SCDS is a rare but quite distinct (and fascinating) condition. It is characterized by abnormal thinning or loss of a small area of skull bone that covers the superior semicircular canal of the inner, resulting in abnormal transmission of sound and pressure to this canal.

Symptoms of SCDS include:

  • Pulsatile tinnitus
    • due to hearing the sound of one’s own heart beat in the affected ear
  • Vertigo and nystagmus triggered by certain sounds
  • Vertigo and nystagmus triggered by straining (e.g. coughing, blowing one’s nose)
  • Increased sensitivity to self-generated noises. Different descriptions of this phenomenon include:
    • finding their breathing is too loud
    • hearing their eyes move
    • hearing their footsteps
    • hearing their joints creak
    • finding their own voices are too loud and are distorted
  • Increased sensitivity to noises
  • Low frequency conductive hearing loss


Tests like audiograms, vestibular evoked myogenic potentials (VEMPs), electrocochleography, and video-nystagmography (VNG) can provide vital clues about SCDS.

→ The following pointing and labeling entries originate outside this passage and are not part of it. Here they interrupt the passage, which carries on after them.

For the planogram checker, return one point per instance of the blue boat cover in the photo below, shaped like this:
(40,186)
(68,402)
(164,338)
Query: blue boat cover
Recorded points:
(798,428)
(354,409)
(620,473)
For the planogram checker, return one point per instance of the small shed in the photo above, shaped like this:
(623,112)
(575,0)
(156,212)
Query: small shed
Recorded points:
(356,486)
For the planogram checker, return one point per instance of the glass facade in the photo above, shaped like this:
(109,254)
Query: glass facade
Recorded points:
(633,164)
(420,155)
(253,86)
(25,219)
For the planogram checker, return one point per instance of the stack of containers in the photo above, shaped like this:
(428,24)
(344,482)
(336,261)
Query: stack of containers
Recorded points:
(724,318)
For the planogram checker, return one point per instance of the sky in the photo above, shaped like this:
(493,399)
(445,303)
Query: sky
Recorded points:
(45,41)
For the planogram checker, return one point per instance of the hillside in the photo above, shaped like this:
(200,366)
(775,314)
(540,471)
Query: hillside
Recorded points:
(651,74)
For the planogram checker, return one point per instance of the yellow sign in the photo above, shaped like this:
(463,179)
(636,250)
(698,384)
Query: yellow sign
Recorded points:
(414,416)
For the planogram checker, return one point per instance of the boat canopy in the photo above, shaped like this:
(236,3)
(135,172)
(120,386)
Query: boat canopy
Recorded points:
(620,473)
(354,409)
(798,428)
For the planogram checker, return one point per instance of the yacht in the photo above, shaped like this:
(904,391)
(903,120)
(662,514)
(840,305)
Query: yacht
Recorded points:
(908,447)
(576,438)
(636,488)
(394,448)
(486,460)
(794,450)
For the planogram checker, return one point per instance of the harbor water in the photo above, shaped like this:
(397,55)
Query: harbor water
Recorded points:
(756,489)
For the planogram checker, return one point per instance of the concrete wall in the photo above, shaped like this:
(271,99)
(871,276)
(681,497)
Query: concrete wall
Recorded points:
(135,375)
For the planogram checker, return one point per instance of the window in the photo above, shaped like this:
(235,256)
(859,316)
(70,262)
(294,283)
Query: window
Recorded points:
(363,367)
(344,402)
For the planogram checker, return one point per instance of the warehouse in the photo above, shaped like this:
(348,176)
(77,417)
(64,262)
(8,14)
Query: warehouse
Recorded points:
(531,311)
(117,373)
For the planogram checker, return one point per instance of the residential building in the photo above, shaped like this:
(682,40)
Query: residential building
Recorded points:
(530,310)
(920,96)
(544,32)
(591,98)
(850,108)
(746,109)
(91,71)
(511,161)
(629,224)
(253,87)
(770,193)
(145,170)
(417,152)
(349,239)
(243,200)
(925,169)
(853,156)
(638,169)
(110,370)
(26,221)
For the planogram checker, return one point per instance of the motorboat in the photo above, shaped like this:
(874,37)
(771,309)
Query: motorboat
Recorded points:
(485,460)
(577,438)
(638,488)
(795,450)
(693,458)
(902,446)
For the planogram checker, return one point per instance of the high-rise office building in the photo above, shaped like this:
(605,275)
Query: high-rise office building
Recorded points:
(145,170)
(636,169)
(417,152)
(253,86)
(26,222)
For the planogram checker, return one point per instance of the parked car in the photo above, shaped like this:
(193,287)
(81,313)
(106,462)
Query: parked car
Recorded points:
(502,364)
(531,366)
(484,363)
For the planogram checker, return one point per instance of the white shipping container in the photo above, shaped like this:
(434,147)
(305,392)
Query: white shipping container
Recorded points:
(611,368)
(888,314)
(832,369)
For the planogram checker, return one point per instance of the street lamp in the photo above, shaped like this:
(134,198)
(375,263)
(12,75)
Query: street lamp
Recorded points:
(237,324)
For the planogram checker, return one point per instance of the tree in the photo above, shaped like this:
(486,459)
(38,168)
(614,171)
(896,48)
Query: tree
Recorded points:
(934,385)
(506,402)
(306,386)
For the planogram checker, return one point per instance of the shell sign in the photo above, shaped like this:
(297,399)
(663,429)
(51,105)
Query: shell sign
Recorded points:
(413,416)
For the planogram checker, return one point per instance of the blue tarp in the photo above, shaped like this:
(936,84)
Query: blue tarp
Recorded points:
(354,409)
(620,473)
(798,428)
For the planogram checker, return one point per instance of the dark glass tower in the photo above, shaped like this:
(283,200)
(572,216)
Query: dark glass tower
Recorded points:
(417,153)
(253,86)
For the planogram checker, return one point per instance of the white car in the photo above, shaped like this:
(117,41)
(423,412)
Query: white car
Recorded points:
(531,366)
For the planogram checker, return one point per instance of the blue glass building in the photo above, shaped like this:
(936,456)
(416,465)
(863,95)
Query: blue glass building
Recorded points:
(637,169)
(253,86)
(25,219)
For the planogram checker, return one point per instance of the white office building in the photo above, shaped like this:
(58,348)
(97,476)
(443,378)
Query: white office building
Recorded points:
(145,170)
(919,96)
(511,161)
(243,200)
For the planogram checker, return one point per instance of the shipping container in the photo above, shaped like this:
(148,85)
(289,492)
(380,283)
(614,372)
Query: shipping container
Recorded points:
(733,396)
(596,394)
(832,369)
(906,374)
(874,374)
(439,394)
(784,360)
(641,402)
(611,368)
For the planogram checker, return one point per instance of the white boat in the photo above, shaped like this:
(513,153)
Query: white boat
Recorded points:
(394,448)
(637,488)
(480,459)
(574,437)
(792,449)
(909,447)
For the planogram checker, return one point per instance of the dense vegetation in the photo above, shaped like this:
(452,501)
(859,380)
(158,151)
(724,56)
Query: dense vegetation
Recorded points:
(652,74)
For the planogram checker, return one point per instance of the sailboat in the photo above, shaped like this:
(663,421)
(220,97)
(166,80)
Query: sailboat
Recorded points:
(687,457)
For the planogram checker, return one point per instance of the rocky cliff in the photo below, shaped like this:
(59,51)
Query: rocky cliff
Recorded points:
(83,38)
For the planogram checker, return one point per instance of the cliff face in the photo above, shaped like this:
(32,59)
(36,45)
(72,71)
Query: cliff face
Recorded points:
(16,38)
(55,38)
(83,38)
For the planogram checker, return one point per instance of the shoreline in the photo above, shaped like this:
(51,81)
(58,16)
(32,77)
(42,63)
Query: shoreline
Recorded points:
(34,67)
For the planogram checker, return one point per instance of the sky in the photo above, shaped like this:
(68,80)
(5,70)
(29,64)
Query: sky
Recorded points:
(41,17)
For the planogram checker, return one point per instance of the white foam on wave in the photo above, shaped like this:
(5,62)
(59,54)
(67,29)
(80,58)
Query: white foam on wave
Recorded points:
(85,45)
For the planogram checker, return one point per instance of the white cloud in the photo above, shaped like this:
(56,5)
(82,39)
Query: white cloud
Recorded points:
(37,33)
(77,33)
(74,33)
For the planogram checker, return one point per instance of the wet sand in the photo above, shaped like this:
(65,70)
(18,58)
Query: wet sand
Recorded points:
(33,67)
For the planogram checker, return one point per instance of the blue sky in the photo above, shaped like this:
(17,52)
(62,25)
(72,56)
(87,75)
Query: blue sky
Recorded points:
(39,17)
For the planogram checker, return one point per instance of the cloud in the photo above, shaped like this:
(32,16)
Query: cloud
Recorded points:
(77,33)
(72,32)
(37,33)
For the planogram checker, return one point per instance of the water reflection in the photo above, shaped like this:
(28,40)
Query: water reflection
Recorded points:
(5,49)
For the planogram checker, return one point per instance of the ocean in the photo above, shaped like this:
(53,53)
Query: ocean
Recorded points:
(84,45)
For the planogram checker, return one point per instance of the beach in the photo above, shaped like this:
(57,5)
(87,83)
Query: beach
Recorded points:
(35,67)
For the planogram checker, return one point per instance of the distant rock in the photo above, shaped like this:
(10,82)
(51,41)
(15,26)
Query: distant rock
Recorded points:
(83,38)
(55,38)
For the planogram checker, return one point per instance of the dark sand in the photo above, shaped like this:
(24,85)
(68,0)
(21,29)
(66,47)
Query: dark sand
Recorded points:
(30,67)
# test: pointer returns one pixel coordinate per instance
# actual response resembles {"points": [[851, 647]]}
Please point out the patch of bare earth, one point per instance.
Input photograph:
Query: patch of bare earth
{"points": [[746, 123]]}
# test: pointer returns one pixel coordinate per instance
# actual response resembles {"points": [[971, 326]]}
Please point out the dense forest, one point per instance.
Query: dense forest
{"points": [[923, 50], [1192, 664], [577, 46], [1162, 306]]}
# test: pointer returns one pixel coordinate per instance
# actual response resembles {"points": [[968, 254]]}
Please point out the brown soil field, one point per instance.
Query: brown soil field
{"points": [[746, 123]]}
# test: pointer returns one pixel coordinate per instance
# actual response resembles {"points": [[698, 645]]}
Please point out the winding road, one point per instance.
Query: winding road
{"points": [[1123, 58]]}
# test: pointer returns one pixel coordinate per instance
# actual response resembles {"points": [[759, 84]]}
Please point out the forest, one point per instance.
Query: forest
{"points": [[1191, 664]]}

A temporal bone CT scan (not an MRI or a general head CT) is the best test to identify the thinning or loss of the temporal bone overlying the superior semicircular canal.


If the symptoms affect a patient’s life significantly, surgical repair of the dehiscence can be performed. Surgical approaches include transmastoid (i.e. through the mastoid bone) or middle fossa craniotomy. The best approach should be discussed with a neuro-otologist.